Nigeria’s oil production exceeds OPEC’s 1.8mbpd restriction target
Crude oil production freeze is now imminent for Nigeria, as the country’s oil production increased by 138,300 barrels per day (bpd) from the 1.723 million (bpd in July to 1.861million bpd, according to the latest report from the Organisation of the Petroleum Exporting Countries (OPEC).
This has made the country to exceed its allocated crude oil production level by the Joint Organisation of OPEC-Non-OPEC Technical Committee (JTC), which would necessitate a cap in crude oil output.
The Joint Organisation of OPEC-Non-OPEC Technical Committee (JTC), had welcomed the flexibility of Nigeria in freezing crude oil output, which, despite its commitment to recover its pre-crisis production level, voluntarily agreed to implement similar OPEC production adjustments as soon as its recovery reaches a sustainable production volume of 1.8 mbpd.
According to OPEC report, which was released on Wednesday, Nigeria’s crude oil production has consistently increased from the 1.511 million bpd in first quarter of this year; 1.616 million bpd in second quarter to 1.710 mpbd in June and 1.723mbpd in July.
But the Minister of State for Petroleum Resources, Dr. Ibe Kachikwu, had said that though Nigeria is recovering its oil production, the recovery is still not at the level it can tolerate reduction in the 1.8 million barrels per day granted by OPEC.
OPEC explained that total its total crude oil production averaged 32.76 mbpd in August, a decrease of 79,000 bpd over the previous month. It noted that crude oil output increased in Nigeria, while production showed declines in Libya, Gabon,Venezuela and Iraq.
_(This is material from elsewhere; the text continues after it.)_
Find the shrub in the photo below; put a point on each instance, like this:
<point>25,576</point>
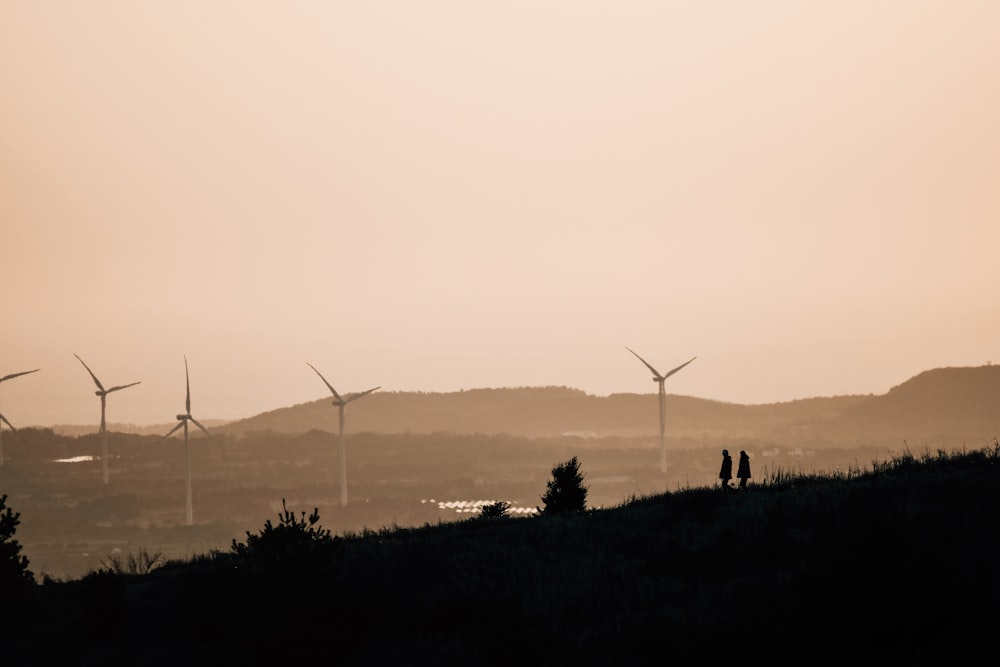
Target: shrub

OPEC added: “Booming refinery profits are helping West African oil producers to sell cargoes at higher prices, aided by a shortage in certain types of crude amid OPEC production adjustments and geopolitical turbulence.
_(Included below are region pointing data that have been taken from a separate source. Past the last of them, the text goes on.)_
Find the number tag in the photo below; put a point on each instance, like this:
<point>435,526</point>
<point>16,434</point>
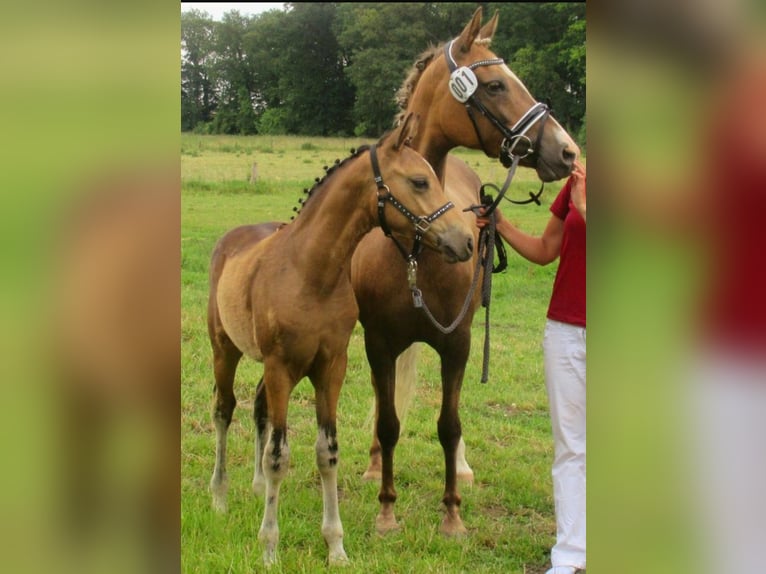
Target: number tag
<point>463,83</point>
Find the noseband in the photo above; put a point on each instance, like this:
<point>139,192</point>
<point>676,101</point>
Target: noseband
<point>463,85</point>
<point>421,223</point>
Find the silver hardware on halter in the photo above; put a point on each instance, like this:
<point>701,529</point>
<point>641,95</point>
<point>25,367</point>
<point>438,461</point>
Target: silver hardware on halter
<point>508,145</point>
<point>412,272</point>
<point>422,224</point>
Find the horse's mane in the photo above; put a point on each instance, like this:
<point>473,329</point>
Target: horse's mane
<point>404,93</point>
<point>329,170</point>
<point>406,90</point>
“Continuing improvements in price differentials, coupled with an uplift in crude benchmark Brent outright prices, supported light sweet crude Basket components from West and North Africa to prices above $50/b. Saharan Blend, Es Sider, Girassol, Bonny Light, Equatorial Guinea’s Zafiro and Gabon’s Rabi values increased by $3.32 per barrel on average, or 6.9 per cent, to $51.33 per barrel. Physical crude differentials for these grades improved on higher demand from Asia, particularly China and India.”
World oil demand growth in 2017 is expected to rise by 1.42 mbpd after an upward revision of around 50 tbpd. In 2018, world oil demand is anticipated to grow by 1.35 mbpd, an increase of 70 tbpd from the previous report.
OPEC said that refinery margins in the Atlantic Basin strengthened in August. “In the US, margins rose amid expectations for a product supply shortfall in the wake of Hurricane Harvey, coupled with already firm domestic demand, which supported product crack spreads. In Europe and Asia, product markets were supported by supply outages in the US, which encouraged higher arbitrage volumes, as well as healthy seasonal demand, which helped lift refinery margins,” it added.